WASHINGTON -- Independent groups have spent $180 million in the first two weeks of October, attempting to influence political contests ranging from the presidential race between Barack Obama and Mitt Romney on down to dozens of House races.
The majority of that money -- $117 million -- is being spent by groups that either would not exist or would not be allowed to spend money on direct electoral efforts if it were not for the Supreme Court's 2010 Citizens United decision.
At the presidential level, post-Citizens United groups have spent enormous amounts in October, with Republicans spending more than Democrats. In the fight for control of the Senate, post-Citizens United groups have surpassed traditional groups in terms of money spent over the past two weeks. The largest total expenditure over the past two weeks has occurred at the House level, where traditional, pre-Citizens United groups like party committees still make up the majority of independent spending.
The Citizens United ruling freed corporations and unions to spend unlimited sums on political efforts, as long as the groups remained independent from candidates and political parties. A subsequent ruling, based solely on the court's assertion in Citizens United that independent expenditures could not corrupt, opened the door for individuals to make unlimited contributions to independent political groups -- paving the way for the creation of the super PAC.
These super PACs have been the most lavish spenders for campaigns this fall, dropping $79 million from Oct. 1 through Oct. 15 on efforts calling for the election or defeat of a candidate. Social welfare non-profit groups and trade associations -- neither of which could spend money on direct electoral appeals prior to Citizens United -- spent a combined $34.6 million in the first two weeks of October. Unions -- which were previously not allowed to spend general treasury funds on electoral appeals to people not on their membership rolls -- have been able to spend $3.1 million in the past two weeks thanks to the Citizens United ruling.
The presidential contest has attracted the biggest slice of this Citizens United-empowered money, with $55.3 million spent in just two weeks in October. The spending disparity is stark -- groups trying to unseat President Obama have spent $40 million, while groups opposing Mitt Romney have spent just $15 million.
Down-ballot, the playing field is somewhat more level. Republican super PACs, non-profits and trade associations hold a smaller lead over Democratic influencers in spending for House and Senate races. At the House level, Republican groups empowered by Citizens United spent $18 million in the first half of October, compared to $11.4 million spent by Democratic groups. The split is almost identical at the Senate level, where Republican groups have spent $18 million compared to $12 million spent by Democratic groups.

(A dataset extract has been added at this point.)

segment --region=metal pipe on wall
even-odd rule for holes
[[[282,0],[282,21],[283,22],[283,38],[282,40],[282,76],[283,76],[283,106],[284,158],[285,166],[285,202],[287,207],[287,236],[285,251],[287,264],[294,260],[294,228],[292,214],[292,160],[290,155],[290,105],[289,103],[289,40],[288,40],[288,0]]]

For traditional outside spending groups that were not affected by the court's Citizens United ruling -- party committees and traditional PACs -- the spending breakdown is less favorable to Republicans. Overall, these traditional groups spent a total of $63.5 million through the first two weeks of October.
Traditional Democratic groups have heavily outspent Republicans in the crucial Senate races that will determine control of the chamber next year. Led by the Democratic Senatorial Campaign Committee (DSCC), pre-Citizens United Democratic groups spent $16.4 million in the first two weeks of October on Senate races, compared to just $4 million spent by Republican groups.
Traditional Republican groups spent $21 million for House races, with big support from the National Republican Congressional Committee (NRCC) and the National Rifle Association's PAC. The Democratic Congressional Campaign Committee (DCCC) and a variety of union PACs in support of Democratic candidates have spent a cumulative $15.8 million, in comparison.
Party and traditional PAC spending at the presidential level has been low when compared to the Congressional and Senate contests. Pre-Citizens United Republican groups spent $4.7 million to oppose Obama, while comparative Democratic groups spent only $1.27 million to target Romney and support the president.
Total independent spending for 2012 has more than doubled from figures spent in the last presidential election. Over $730 million has been spent, according to the Sunlight Foundation. The total spent by all independent groups in the first two weeks of October -- $180 million -- is only slightly less than the $223 million spent for the entire 2008 election up through Oct. 15.